On peut d’ailleurs se réjouir que cette attention ait redoublé ces dernières années, tout en y apportant certaines réserves. Ainsi, bien que les jeunes aient été parachutés sur le devant de la scène médiatique comme les nouveaux défenseurs du climat, ils ne sont pas plus sensibles aux enjeux environnementaux que les retraités. S’ils font un usage massif du streaming et sont adeptes des plateformes, très peu sont conscients du fait que l’ensemble de nos usages connectés (vidéos en ligne, courriels…) représentent  4% des émissions de gaz à effet de serre, soit l’ensemble du trafic aérien mondial. 

Ils ne sont toutefois pas les seuls à méconnaître l’impact environnemental du numérique. La dangereuse immatérialité de ce secteur en fait l’un des angles morts de la communication environnementale. En outre, bien que nous nous définissions comme connectés au monde, nous n’avons jamais  été aussi déconnectés des conséquences de nos actes. Nous ne savons pas à quoi ressemble un centre de données (data center) ni où ils se situent dans nos villes. Ce n’est pas ici. Encore moins maintenant.  

Même les éco-gestes que nous pratiquions fièrement depuis quelques années semblent déjà  dépassés. Nous découvrons par exemple à l’occasion de cette conférence qu’il vaut en réalité mieux  imprimer un document de quatre pages plutôt que de le lire sur son ordinateur. 

Se réapproprier le pouvoir d’écrire nos récits collectifs 

Pour autant, Thierry Libaert se veut enthousiaste pour l’avenir. En effet, il a une seule chose, une  seule, que nous n’avons pas encore essayée : « réinventer nos imaginaires ». 

A cet égard, si vous vous pensiez cinéphile ou littéraire, ne vous en déplaise, vous demeurez avant  tout un consommateur. Vos envies et désirs demeurent en partie façonnés par la publicité. Elle imprime sa marque à votre insu. Elle vous noie dans des milliers d’histoires de réussite et de rêves  d’évasion, qui tous, vous invitent à la consommation.  

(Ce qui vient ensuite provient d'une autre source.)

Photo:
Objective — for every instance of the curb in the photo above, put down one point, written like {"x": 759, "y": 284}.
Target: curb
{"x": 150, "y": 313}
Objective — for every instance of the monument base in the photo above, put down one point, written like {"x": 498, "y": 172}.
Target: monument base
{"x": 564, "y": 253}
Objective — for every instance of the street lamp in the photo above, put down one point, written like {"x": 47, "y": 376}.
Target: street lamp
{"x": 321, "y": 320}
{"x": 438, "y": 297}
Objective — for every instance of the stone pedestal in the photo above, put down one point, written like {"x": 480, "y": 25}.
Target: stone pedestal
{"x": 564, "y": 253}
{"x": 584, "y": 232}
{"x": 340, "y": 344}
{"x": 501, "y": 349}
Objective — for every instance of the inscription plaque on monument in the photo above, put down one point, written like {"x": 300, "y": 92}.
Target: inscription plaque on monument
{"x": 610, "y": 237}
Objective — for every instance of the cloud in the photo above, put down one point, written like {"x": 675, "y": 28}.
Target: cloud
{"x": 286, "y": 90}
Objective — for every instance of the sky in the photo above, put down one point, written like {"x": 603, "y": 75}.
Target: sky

Dès lors, on comprend mieux pourquoi limiter la publicité de façon drastique est l’une des  propositions phares de la Convention citoyenne pour le climat. L’enjeu n’est effectivement pas  simplement de « réguler la publicité » mais bien de se réapproprier le pouvoir que les hommes ont  toujours eu de choisir les valeurs qui les unissent et les récits collectifs qu’ils veulent écrire.